Chocolate Pretzel Cake – Dark chocolate cake layers baked on a pretzel crust with chocolate chip cheesecake filling and chocolate frosting.
Did You Know?
Many of you may not know that in addition to making cakes and raising my two children, I also freelance in television research. What does that mean exactly? I basically travel around the country moderating focus groups about new or existing television shows. I’ve been doing it for over 13 years now, and aside from not getting much sleep while on the road, I still really enjoy it!
Chocolate Lovers Cake
Anyway, while traveling for a while back, I was thinking of new cake ideas, with the specific intention of coming up with something new to celebrate my wedding anniversary. Ryan and I both love my chocolate cake, so having that as the base of the cake was a no-brainer. I also wanted to do something completely new. I mean, we could eat my Chocolate Salted Caramel Cake, Chocolate Peanut Butter Cake, and the Tonight Show Cake over and over again, but I was in the mood for something new.

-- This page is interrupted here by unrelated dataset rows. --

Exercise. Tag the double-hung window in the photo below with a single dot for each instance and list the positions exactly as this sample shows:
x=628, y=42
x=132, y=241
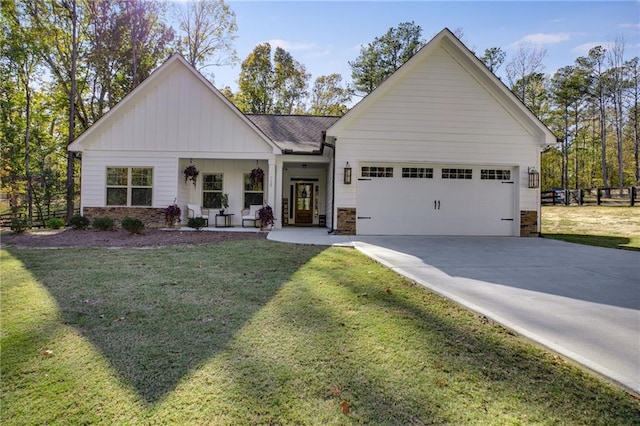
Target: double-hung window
x=129, y=186
x=212, y=184
x=253, y=192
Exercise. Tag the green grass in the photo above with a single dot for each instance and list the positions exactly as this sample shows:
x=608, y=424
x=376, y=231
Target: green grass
x=257, y=332
x=613, y=227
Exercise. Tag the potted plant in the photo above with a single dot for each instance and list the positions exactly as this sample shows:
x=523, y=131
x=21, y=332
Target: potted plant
x=172, y=215
x=256, y=176
x=224, y=202
x=191, y=174
x=265, y=215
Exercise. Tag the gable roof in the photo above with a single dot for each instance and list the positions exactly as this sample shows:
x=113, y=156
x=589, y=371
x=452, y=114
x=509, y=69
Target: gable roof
x=157, y=74
x=294, y=134
x=446, y=40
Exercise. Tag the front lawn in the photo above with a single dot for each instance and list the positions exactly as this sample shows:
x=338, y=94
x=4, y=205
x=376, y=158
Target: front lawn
x=257, y=332
x=613, y=227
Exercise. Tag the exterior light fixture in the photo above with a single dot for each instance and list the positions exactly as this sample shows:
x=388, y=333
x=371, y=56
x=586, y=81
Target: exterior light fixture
x=347, y=174
x=534, y=178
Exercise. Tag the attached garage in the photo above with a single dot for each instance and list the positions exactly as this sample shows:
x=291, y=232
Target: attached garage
x=431, y=199
x=441, y=147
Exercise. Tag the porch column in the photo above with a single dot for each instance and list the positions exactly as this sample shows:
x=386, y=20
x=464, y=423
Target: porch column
x=274, y=193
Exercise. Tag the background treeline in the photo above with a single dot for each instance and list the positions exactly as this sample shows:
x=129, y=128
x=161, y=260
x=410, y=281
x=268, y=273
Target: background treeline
x=65, y=63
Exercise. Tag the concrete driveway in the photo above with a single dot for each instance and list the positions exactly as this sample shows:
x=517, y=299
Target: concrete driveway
x=582, y=302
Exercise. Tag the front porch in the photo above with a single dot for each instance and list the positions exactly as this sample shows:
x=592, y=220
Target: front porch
x=290, y=234
x=297, y=189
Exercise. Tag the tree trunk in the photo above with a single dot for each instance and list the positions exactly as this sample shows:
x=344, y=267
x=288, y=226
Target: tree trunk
x=27, y=169
x=72, y=112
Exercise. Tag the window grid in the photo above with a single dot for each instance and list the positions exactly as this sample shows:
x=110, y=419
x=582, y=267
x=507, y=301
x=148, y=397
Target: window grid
x=253, y=193
x=417, y=172
x=212, y=184
x=129, y=186
x=375, y=171
x=490, y=174
x=457, y=173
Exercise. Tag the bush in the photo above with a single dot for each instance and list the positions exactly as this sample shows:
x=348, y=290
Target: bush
x=196, y=223
x=79, y=222
x=19, y=224
x=55, y=223
x=133, y=225
x=103, y=224
x=172, y=214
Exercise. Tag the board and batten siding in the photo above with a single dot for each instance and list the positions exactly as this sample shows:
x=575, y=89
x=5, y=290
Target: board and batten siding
x=178, y=113
x=438, y=113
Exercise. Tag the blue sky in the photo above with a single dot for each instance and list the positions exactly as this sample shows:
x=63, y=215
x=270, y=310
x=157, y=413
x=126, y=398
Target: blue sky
x=325, y=35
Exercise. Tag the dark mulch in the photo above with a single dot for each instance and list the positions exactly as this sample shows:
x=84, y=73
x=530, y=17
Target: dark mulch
x=121, y=238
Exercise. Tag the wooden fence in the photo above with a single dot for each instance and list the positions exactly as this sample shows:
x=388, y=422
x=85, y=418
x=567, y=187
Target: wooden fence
x=594, y=197
x=39, y=218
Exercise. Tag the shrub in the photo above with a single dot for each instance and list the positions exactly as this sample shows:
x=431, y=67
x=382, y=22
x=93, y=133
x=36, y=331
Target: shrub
x=55, y=223
x=133, y=225
x=103, y=224
x=19, y=224
x=266, y=216
x=172, y=214
x=196, y=223
x=79, y=222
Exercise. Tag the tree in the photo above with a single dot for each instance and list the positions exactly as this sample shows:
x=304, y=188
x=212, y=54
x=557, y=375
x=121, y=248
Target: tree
x=290, y=83
x=255, y=81
x=633, y=70
x=615, y=87
x=384, y=55
x=208, y=30
x=328, y=97
x=569, y=86
x=526, y=63
x=594, y=65
x=266, y=87
x=493, y=58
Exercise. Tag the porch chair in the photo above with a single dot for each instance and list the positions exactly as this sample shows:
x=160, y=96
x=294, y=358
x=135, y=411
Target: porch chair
x=251, y=215
x=194, y=210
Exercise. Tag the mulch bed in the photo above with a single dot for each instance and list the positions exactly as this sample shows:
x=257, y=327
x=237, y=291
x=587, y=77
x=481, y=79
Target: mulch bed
x=121, y=238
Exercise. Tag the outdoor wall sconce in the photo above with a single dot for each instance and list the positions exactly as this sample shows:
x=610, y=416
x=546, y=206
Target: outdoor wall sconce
x=347, y=174
x=534, y=178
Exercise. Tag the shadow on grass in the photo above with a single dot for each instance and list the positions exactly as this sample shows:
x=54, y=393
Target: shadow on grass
x=158, y=314
x=397, y=360
x=594, y=240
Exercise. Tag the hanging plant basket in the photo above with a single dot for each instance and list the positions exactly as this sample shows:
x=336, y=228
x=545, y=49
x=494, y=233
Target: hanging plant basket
x=172, y=215
x=256, y=176
x=191, y=174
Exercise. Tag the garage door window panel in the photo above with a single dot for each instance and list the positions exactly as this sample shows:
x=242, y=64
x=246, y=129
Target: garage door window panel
x=491, y=174
x=417, y=173
x=465, y=174
x=377, y=171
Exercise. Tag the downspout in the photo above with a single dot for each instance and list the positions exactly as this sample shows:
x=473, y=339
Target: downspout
x=333, y=192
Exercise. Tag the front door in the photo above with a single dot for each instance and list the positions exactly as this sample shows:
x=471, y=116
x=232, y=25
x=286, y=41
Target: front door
x=304, y=204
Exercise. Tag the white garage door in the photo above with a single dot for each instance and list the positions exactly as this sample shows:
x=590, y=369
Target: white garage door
x=435, y=200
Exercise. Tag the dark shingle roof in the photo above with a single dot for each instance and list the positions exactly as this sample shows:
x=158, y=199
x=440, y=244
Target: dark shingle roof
x=294, y=133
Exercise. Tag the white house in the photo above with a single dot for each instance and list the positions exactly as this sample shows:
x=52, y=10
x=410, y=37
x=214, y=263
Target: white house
x=442, y=147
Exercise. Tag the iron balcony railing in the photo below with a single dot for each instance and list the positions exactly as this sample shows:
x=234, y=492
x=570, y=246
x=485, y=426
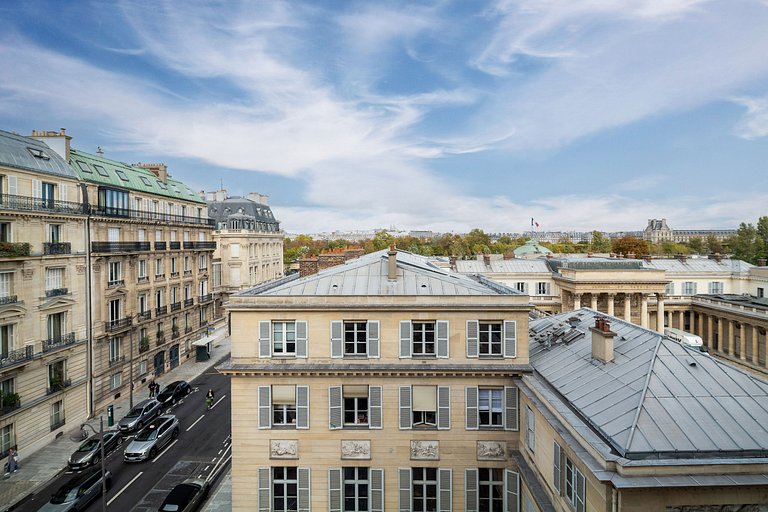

As I sat on the plane early one morning thinking about what I could do for our anniversary cake, the idea for this one just hit me like a bolt of lightening.
Chocolate Pretzel Cake
I’ve done a chocolate cake baked on a graham cracker crust and loved the crunchy texture it adds to the cake. So, to change things up a bit, I swapped out the graham crackers for pretzels and then added an adapted version of the Milk Bar Liquid Cheesecake for my chocolate chip cheesecake filling. I love this filling because it’s not as dense and rich as regular cheesecake. This cheesecake filling is creamy and smooth, and the tangy flavor pairs well with the sweet and salty combination already going on with the pretzels and chocolate. To top it all off, I used a light, silky chocolate buttercream, which you’ll find nearly impossible to not eat straight off a spoon.
Look at those layers! Make sure to take a bite with everything in it so you get the full experience of this cake.
And one quick note – make the cheesecake filling the day before and keep it refrigerated in an air-tight container so it’s ready to spread but sturdy enough to hold up the cake layers.